The real test for any intermediate lies in its adaptability. As new drug modalities, diagnostic tools, and material demands enter the market, the tools to build them must keep pace. 1-(3-Trifluoromethylphenyl)Ethyl Bromide remains relevant precisely because it plays well with a wide toolkit of nucleophiles, catalysts, and conditions, granting synthetic teams room to innovate.
Efforts to make its production more sustainable matter just as much. Researchers actively develop greener routes—for instance, methods that avoid the harshest reagents or that allow recycling of byproducts. Industrial facilities now place more value on intermediates that support good process control, deliver reproducibility, and generate fewer downstream complications. Drawing on a decade of observation, I’ve seen projects that relied on less predictable intermediates lose valuable time correcting batch-to-batch differences—time rarely recovered.
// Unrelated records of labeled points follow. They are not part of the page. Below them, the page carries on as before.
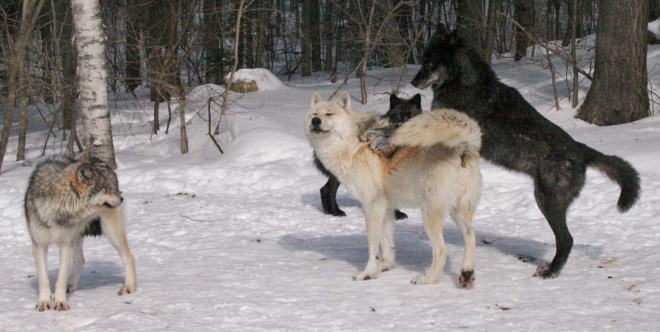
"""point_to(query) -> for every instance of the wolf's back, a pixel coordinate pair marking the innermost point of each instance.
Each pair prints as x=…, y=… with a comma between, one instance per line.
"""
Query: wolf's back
x=448, y=127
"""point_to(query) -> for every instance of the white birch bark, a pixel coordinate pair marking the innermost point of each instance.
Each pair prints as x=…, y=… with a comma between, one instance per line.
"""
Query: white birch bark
x=92, y=73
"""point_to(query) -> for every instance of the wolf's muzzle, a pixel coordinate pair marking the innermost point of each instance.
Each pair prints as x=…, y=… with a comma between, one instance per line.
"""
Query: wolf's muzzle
x=316, y=125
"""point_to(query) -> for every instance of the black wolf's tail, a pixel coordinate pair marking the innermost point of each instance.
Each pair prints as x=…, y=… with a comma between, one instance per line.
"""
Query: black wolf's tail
x=621, y=172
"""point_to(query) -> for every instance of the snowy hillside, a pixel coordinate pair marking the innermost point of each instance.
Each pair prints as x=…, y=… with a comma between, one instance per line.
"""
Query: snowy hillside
x=238, y=241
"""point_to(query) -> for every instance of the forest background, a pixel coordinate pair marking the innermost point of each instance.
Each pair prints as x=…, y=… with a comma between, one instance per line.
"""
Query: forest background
x=171, y=46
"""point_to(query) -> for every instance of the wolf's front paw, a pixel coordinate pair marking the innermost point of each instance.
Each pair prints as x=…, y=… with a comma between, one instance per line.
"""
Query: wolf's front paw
x=544, y=272
x=423, y=279
x=126, y=289
x=71, y=288
x=380, y=144
x=466, y=280
x=42, y=305
x=61, y=306
x=364, y=276
x=372, y=134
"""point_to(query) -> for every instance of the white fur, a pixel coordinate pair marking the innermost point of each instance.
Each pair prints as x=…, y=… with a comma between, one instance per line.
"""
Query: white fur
x=436, y=171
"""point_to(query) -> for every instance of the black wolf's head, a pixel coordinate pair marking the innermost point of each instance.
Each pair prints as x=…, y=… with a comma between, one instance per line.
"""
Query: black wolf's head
x=446, y=58
x=402, y=109
x=100, y=182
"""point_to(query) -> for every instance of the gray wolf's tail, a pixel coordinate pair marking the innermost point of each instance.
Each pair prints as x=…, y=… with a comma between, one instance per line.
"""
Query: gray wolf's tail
x=448, y=127
x=619, y=171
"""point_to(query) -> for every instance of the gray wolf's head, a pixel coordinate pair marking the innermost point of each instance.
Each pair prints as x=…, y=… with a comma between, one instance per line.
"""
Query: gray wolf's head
x=99, y=181
x=402, y=109
x=328, y=118
x=446, y=58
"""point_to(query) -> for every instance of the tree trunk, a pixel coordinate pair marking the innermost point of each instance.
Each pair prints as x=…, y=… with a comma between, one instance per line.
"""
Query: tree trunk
x=92, y=73
x=134, y=24
x=489, y=42
x=66, y=53
x=524, y=17
x=306, y=63
x=618, y=93
x=16, y=72
x=470, y=20
x=213, y=49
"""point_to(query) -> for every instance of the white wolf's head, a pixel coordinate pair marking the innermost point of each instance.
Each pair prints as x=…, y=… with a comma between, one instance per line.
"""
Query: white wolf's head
x=327, y=119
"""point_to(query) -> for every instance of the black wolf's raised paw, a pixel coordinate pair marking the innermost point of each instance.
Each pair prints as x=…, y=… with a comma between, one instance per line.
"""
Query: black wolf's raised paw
x=373, y=134
x=544, y=272
x=466, y=279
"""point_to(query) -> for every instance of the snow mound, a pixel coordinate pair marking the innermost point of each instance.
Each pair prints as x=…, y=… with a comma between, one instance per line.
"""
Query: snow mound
x=265, y=79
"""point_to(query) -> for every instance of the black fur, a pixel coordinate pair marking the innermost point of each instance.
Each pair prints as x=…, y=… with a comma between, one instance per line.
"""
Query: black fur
x=517, y=137
x=401, y=110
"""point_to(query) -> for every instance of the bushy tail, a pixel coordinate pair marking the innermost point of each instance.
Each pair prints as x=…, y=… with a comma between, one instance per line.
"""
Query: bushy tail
x=448, y=127
x=621, y=172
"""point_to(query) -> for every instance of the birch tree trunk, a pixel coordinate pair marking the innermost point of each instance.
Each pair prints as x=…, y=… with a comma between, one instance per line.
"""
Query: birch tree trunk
x=92, y=73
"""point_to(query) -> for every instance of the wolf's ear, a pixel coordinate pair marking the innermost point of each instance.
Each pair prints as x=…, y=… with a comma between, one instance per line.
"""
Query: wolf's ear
x=345, y=100
x=417, y=100
x=85, y=173
x=316, y=98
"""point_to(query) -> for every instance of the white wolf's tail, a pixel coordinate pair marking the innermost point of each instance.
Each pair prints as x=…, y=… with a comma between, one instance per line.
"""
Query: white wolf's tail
x=448, y=127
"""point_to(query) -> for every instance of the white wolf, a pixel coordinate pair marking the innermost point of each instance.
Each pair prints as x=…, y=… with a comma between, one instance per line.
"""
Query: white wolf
x=435, y=167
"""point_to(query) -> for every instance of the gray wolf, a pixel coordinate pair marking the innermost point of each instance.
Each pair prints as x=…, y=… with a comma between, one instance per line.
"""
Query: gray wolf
x=67, y=199
x=435, y=168
x=518, y=138
x=400, y=110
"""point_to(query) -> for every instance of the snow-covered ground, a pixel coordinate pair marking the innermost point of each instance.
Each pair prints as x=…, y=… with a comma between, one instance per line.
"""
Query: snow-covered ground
x=238, y=242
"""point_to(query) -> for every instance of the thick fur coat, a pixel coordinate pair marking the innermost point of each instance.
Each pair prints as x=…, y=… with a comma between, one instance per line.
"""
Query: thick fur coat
x=65, y=200
x=435, y=168
x=518, y=138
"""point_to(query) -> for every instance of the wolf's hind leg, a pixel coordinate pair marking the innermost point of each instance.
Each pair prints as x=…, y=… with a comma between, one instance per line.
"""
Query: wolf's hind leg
x=78, y=263
x=112, y=223
x=66, y=254
x=374, y=213
x=40, y=257
x=433, y=222
x=464, y=222
x=387, y=246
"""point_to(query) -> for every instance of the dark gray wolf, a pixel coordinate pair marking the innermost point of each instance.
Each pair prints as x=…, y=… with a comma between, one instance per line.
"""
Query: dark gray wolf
x=401, y=109
x=518, y=138
x=435, y=168
x=65, y=200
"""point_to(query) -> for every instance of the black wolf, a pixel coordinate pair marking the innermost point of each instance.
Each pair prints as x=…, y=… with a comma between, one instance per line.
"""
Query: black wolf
x=401, y=109
x=518, y=138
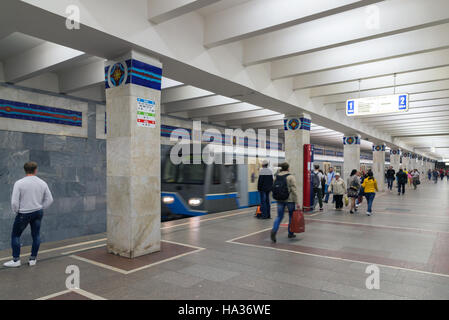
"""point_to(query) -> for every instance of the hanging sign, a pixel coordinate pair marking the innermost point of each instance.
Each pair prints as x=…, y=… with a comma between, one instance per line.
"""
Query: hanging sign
x=146, y=113
x=377, y=105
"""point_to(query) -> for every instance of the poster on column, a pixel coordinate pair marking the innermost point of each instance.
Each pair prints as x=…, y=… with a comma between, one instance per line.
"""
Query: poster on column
x=146, y=113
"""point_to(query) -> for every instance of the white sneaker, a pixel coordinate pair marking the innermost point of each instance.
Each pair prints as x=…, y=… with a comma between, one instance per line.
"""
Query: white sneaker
x=12, y=264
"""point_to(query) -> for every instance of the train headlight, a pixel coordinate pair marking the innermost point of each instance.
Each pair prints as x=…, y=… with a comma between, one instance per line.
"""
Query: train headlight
x=168, y=199
x=195, y=202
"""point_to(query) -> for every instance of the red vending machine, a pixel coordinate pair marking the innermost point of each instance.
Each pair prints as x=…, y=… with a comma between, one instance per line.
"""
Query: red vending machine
x=307, y=182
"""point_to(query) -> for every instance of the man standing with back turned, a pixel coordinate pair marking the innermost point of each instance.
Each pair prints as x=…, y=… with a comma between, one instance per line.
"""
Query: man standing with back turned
x=30, y=197
x=390, y=177
x=264, y=185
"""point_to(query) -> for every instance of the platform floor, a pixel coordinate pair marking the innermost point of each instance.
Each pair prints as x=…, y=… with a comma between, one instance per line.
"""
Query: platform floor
x=230, y=256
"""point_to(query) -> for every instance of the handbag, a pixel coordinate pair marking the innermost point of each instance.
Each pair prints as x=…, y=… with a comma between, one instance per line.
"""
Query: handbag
x=353, y=192
x=298, y=224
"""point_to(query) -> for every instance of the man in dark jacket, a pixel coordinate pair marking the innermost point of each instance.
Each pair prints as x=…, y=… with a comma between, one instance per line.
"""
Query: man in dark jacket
x=390, y=177
x=264, y=186
x=402, y=181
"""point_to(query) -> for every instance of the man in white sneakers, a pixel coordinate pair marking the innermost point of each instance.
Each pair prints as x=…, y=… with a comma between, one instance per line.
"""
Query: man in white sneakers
x=30, y=197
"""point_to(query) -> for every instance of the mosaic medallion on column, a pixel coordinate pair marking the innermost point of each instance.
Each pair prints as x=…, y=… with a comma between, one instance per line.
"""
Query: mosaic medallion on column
x=379, y=148
x=291, y=124
x=395, y=152
x=117, y=74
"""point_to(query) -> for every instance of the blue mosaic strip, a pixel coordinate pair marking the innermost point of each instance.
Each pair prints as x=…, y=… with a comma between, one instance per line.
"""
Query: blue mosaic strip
x=135, y=72
x=33, y=112
x=297, y=124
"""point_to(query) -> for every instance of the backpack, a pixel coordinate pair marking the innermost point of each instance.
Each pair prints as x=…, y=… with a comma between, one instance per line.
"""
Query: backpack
x=280, y=188
x=315, y=180
x=354, y=185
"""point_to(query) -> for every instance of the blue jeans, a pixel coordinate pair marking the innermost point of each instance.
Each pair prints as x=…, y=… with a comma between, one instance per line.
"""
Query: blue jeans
x=265, y=204
x=390, y=183
x=281, y=208
x=326, y=199
x=370, y=198
x=401, y=186
x=20, y=223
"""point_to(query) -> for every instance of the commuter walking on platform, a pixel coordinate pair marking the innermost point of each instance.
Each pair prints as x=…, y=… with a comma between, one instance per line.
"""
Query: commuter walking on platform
x=338, y=188
x=330, y=177
x=353, y=189
x=390, y=177
x=317, y=178
x=370, y=187
x=402, y=181
x=415, y=178
x=285, y=192
x=30, y=197
x=264, y=185
x=435, y=175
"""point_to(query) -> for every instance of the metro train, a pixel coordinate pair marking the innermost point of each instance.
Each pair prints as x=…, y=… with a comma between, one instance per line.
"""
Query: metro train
x=198, y=189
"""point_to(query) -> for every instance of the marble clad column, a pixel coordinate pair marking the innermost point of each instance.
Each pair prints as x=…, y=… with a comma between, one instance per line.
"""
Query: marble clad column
x=419, y=165
x=413, y=162
x=133, y=91
x=395, y=159
x=405, y=160
x=379, y=165
x=297, y=134
x=351, y=155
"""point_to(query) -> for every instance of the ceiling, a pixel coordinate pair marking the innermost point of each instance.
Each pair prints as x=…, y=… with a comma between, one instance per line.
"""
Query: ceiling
x=319, y=53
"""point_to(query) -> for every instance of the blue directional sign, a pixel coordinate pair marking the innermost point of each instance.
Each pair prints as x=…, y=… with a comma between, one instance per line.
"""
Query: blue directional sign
x=402, y=102
x=350, y=107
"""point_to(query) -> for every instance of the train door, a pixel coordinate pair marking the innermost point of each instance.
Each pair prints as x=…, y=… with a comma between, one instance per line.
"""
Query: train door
x=242, y=185
x=338, y=169
x=253, y=175
x=326, y=166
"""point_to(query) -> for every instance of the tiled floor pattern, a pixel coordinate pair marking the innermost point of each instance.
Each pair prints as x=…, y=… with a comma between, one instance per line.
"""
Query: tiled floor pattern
x=407, y=237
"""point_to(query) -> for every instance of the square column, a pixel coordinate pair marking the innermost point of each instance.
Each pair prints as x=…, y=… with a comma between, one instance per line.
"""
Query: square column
x=351, y=155
x=379, y=166
x=297, y=134
x=395, y=159
x=133, y=92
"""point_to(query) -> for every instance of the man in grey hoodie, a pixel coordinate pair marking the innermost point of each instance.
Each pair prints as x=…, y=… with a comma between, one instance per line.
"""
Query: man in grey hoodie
x=30, y=197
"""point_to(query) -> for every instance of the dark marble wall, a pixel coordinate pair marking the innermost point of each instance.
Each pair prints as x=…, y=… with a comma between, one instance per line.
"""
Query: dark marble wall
x=75, y=170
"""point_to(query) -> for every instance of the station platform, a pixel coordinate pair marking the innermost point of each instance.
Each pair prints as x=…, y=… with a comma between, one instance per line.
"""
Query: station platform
x=230, y=256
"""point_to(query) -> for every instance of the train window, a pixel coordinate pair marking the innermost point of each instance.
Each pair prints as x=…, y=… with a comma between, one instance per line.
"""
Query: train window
x=191, y=173
x=216, y=174
x=183, y=173
x=230, y=173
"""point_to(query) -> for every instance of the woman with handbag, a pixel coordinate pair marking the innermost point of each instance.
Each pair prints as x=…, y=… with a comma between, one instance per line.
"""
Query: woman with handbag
x=338, y=188
x=353, y=189
x=370, y=187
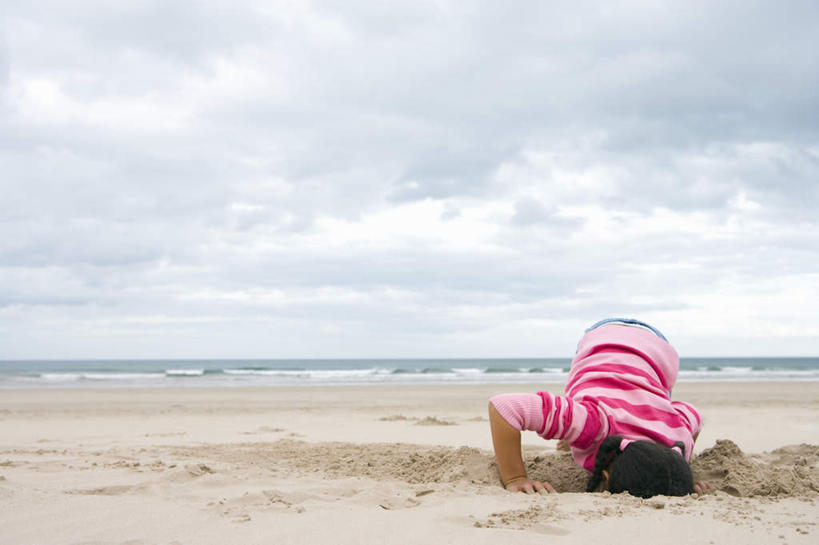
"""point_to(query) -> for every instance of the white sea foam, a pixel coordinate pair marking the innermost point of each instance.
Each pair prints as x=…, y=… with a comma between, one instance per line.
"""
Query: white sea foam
x=144, y=374
x=184, y=372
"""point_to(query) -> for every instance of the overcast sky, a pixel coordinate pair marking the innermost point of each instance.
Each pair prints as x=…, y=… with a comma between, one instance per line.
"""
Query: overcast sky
x=406, y=179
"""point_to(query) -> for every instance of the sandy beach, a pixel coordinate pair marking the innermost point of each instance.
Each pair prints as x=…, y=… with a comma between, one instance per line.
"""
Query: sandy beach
x=376, y=464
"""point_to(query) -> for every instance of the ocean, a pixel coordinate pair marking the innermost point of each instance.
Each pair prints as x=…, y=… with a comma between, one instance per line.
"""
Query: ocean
x=335, y=372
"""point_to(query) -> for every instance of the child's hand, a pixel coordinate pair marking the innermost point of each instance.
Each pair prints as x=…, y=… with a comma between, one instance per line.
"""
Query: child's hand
x=703, y=487
x=529, y=486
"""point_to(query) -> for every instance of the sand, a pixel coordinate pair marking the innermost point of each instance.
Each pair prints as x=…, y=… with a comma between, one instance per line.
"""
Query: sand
x=376, y=464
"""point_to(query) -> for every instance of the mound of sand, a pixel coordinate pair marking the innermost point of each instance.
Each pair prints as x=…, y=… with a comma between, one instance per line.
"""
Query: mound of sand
x=787, y=471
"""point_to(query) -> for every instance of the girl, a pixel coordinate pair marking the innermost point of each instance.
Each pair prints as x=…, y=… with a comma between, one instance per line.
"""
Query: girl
x=616, y=415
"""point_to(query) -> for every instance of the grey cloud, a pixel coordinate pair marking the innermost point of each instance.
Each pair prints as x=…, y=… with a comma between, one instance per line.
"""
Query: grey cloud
x=362, y=108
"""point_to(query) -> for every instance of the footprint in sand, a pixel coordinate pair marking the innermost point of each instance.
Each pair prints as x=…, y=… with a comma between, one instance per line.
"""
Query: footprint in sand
x=433, y=421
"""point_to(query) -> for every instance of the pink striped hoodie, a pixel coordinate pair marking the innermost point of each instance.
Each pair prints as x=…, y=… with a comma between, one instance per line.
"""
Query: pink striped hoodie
x=619, y=383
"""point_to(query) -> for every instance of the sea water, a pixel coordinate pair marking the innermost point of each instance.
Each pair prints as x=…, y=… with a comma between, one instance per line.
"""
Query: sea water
x=333, y=372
For users, education forms a central pillar of safe and smart usage. Clear training in handling bromides, robust ventilation, regular shelf-life checks, and standardized analytical testing all contribute to a safer, cleaner workflow. I’ve advocated for these best practices in both academic and industrial settings, and sharing real-world case studies often speaks louder than a safety bulletin ever could.
Over years in the lab and industry, a handful of reagents have proven themselves not just useful but indispensable. 1-(3-Trifluoromethylphenyl)Ethyl Bromide, with its marriage of a tough, electron-rich aromatic system and a reactive bromide, sits in that select group. It supports today’s drive for new discoveries, slicker manufacturing, and more sustainable operations. My direct encounters with this compound underline its capacity to move ideas off the page and into practice—propelling everything from new cancer therapies to smarter agricultural solutions and beyond.
Each improvement in reliability, reactivity, or sustainability ripples through the scientific community—fueling the push for smarter, safer, and more effective innovation. In the big picture, it stands as a fine example of a simple molecule making outsized contributions to the future of science and technology.